Materials and methods
This retrospective study analyzed results of BDen, GVol, and BVol in 64,182 mammograms performed with photon counting technology on 32,448 consecutive women from April 2014 to December 2015. Only their first study was included. We excluded women with incomplete data or with breast implants.
Results
Mean age of women without BC diagnosed during the study period was 52.1 ± 9.9. BC and was found in 263 women (0.81%). Mean age was 53.0 ± 10.4. BDen, GVol, and BVol were 14%, 24%, and 2% greater in women with BC (P < 0.001 for BDen and GVol and P = 0.02 for BVol).
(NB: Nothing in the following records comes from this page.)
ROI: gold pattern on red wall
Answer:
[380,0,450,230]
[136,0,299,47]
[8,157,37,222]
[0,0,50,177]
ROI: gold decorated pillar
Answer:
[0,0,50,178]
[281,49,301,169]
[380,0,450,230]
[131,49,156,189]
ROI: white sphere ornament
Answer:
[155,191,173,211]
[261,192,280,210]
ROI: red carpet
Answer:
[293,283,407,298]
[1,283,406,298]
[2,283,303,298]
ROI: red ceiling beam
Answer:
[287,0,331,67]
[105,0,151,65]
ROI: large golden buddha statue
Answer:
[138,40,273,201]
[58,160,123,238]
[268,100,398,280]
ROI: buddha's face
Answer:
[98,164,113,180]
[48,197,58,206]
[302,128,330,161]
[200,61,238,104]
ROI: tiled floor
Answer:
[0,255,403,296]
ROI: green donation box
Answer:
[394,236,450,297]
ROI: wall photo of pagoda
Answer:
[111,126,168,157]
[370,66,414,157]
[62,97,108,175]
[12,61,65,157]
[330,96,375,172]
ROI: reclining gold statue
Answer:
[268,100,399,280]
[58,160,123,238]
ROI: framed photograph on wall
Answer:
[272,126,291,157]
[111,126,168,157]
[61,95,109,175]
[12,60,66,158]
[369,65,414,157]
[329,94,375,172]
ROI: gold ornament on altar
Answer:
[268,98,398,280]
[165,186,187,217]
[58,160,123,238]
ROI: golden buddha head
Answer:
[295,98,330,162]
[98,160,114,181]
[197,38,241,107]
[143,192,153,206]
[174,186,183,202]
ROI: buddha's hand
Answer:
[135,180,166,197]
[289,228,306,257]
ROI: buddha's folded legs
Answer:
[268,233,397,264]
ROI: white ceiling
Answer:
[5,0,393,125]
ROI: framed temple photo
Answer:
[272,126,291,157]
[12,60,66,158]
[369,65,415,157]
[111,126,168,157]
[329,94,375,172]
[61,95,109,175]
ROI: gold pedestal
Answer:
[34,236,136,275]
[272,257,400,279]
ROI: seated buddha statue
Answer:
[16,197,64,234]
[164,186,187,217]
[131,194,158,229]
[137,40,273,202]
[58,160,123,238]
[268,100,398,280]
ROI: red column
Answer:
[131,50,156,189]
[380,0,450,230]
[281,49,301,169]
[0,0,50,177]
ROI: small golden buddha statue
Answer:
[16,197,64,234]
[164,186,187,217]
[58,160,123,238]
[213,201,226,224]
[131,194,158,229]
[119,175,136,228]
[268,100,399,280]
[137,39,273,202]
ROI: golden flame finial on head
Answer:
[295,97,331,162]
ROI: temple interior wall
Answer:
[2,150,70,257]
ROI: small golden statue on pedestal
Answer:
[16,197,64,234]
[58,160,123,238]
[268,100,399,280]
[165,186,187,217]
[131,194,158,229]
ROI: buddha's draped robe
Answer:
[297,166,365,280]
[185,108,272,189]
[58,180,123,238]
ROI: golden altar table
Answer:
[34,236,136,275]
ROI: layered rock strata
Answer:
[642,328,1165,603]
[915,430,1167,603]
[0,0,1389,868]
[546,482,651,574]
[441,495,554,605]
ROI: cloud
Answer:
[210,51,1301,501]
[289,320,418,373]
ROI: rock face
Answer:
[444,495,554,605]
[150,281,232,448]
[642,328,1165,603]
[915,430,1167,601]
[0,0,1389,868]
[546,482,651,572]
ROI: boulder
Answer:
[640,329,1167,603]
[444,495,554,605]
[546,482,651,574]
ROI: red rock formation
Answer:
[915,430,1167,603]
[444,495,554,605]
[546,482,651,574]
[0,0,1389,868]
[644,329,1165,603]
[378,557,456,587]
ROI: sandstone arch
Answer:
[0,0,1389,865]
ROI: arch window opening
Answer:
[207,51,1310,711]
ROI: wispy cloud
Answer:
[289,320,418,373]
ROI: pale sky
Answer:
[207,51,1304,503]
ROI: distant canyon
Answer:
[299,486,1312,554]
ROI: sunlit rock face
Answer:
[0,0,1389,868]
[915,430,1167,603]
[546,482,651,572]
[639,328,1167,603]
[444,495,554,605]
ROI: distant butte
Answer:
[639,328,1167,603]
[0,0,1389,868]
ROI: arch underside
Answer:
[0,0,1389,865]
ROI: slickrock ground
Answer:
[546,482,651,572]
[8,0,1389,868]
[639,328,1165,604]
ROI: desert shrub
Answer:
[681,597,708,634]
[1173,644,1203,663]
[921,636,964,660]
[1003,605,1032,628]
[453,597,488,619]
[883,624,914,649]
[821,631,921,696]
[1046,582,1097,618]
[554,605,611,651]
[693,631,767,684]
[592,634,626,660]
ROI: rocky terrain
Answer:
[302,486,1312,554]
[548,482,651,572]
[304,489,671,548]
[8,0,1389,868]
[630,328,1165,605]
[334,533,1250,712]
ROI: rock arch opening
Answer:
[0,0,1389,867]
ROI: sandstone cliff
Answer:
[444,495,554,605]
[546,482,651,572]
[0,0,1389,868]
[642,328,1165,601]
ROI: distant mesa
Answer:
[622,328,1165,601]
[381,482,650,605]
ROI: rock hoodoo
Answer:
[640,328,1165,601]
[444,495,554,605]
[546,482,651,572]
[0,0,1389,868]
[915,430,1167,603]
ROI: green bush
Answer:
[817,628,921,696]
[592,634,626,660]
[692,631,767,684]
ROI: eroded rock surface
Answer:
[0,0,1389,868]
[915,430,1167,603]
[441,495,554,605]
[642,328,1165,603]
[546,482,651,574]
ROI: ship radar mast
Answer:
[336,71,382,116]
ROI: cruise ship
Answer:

BDen and GVol diminished following similar patterns across age in both groups, with soft slopes before and after a steep drop from 50 to 60, probably due to menopause.
Conclusion
BDen diminishes with age in women with or without BC, but it is generally higher in women with BC. GVol could be a more robust indicator associated with BC risk than BDen. This technology can ease the way to studies of interventions to diminish BDen (or GVol) in the hope of diminishing BC incidence or predict if longitudinal changes are indicative of impending cancer.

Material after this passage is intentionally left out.